Символистов и вправду можно пожалеть: бедные! Если природа, тот самый «хаос», пробуждаемый ими в себе, — «пустышка, гнилой орех или гриб-дождевик, который, если проткнуть его, рассыпается черной пылью», «сфинкс без загадки», то перед «новыми теургами» — большие и неразрешимые проблемы: ни о какой «новой истине», полученной в «экстатическомтрансе», тогда всерьез говорить не приходится.
А вот что касается «бедности» Тютчева…
В выводах Мережковского обращают на себя внимание две сентенции, столь же странные, как приведенная нами ранее сентенция Соловьева о непременной «гибели», которую якобы несет с собой любовь. «У кого просить веры, если природа — сфинкс без загадки?» — риторически вопрошает Дмитрий Сергеевич. Именно в устах Мережковского риторика этого вопрошения более чем странная: как у кого — у Бога, конечно! Сам Мережковский неоднократно об этом и писал, но тут, в пантеистическом азарте (символист все-таки!), вероятно, позабыл. А между тем обращение к Богу с мольбой о даровании веры — «Верую, Господи! помоги моему неверию» (Мк. 9: 24) — гораздо естественнее, нежели обращение за тем же к «мировой бездне».
Мережковский пишет: «Тютчев […] ухватился за христианство как утопающий за соломинку».
Ничего себе «соломинка»!
Теургические «эксперименты» Вяч.
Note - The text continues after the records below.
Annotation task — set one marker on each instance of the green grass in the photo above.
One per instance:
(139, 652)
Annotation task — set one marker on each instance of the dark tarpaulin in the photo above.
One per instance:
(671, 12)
И. Иванова Мережковский мог в минуту дурного расположения духа обозвать «мистическим хулиганством» (си.: Мережковский Д. С. Балаган и трагедия // Мережковский Д. С. Акрополь. М., 1991. С. 252–259). Русскую Церковь Дмитрий Сергеевич, конечно, так не ругал никогда, но — иногда ворчал и на нее. Но — христианство! А за что, интересно, «цеплялся» сам Мережковский в самые трудные минуты жизни? Не за «мистический же анархизм»? И ведь — выносила «соломинка»!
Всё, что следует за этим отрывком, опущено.